Rethinking HEOR Market Access Integration: A Call for Early Engagement Before Phase 3

By João L. Carapinha

November 24, 2025

Early HEOR Market Access Integration

In this brief interview on ISPOR, Indranil Bagchi asserts that HEOR market access integration must occur earlier in drug development—ideally before Phase 3—to generate payer-specific evidence, such as comparative effectiveness data, alongside regulatory benefit-risk profiles. This is essential for securing formulary access amid restrictive reimbursement. He attributes the shift to evolving payer and health technology assessment (HTA) demands over the past 10–20 years, exemplified by the EU HTA joint scientific consultations (JSC), and positions it as key to bridging the “last mile” to patients.

However, the discussion lacks examples of successful implementations and overlooks how such proactive strategies might inflate development costs without guaranteeing access.

Pre-Phase 3 Payer Dialogues

Bagchi’s most impactful argument is that payer conversations must precede Phase 3 to align endpoints with HTA needs—”the conversation needs to start much earlier, way before Phase 3.” He assumes this will expedite patient access. Yet persistent global delays in reimbursement post-approval—such as in the UK’s NICE appraisals or US ICER reviews, even with tailored evidence—stem in part from budget limitations.

Payers often view early industry engagement as market shaping rather than collaborative value demonstration, potentially leading to comparator selection biases that favor the sponsor’s asset. More often than not, active comparators in trials rarely reflect true clinical practice, undermining claims of competitive efficacy. Bagchi’s optimism overlooks manufacturer-generated data, which may invite skepticism, and the paucity of pragmatic, clinically relevant head-to-head trials.

Pharma-Driven Risks

From a health economics and outcomes research perspective, this approach risks entrenching a siloed, pharma-driven paradigm that prioritizes innovator reimbursement. It could distort market access by incentivizing ever more complex pricing models, like outcomes-based agreements.
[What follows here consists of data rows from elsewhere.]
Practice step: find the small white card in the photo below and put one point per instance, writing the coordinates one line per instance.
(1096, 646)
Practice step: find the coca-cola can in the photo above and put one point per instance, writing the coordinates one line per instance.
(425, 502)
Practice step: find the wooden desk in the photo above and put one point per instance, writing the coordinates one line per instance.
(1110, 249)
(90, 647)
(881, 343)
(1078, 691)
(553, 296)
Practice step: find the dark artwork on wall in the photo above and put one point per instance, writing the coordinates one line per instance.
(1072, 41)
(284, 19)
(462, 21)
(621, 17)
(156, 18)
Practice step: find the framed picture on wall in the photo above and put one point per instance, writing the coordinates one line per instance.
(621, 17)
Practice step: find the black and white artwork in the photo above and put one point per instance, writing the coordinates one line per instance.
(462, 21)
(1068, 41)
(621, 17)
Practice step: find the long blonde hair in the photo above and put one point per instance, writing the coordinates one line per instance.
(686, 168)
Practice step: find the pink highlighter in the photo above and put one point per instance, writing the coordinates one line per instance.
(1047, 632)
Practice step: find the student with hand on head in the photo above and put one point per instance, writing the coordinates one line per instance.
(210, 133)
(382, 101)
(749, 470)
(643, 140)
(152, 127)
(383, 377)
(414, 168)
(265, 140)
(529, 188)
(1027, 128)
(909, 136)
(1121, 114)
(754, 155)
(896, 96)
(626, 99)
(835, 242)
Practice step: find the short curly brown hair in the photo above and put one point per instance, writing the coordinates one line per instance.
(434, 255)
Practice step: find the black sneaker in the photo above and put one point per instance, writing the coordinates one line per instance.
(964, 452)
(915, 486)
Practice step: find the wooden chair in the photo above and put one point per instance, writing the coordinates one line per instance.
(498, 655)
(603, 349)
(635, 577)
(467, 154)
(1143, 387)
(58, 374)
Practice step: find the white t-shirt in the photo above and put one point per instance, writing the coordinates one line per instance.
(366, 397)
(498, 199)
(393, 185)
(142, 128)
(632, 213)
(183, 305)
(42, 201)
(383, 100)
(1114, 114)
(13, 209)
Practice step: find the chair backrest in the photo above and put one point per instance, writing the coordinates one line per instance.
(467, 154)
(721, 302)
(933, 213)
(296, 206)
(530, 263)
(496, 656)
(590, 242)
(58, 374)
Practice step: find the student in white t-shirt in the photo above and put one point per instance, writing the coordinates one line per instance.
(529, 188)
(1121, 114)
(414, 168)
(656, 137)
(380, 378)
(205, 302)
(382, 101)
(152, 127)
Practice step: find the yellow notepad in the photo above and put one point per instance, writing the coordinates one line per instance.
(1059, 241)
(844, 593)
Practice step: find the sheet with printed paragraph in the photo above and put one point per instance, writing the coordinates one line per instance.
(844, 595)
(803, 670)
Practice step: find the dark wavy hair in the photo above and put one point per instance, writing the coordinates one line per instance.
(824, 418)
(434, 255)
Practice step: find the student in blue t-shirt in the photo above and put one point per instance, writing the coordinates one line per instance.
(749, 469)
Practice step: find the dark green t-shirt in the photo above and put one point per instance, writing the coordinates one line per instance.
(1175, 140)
It also overlooks escalating R&D costs from dual regulatory-HTA data generation, which are passed on to prices and exacerbate affordability crises in low-resource settings.

Unintended consequences might include “evidence fatigue” among HTAs, delaying approvals for truly breakthrough therapies, or ethical lapses in comparator trials that expose patients to inferior treatments. A more nuanced view would consider that early payer alignment may result in higher launch prices without proportional clinical gains, urging HTA agencies to balance innovation rewards with equitable access.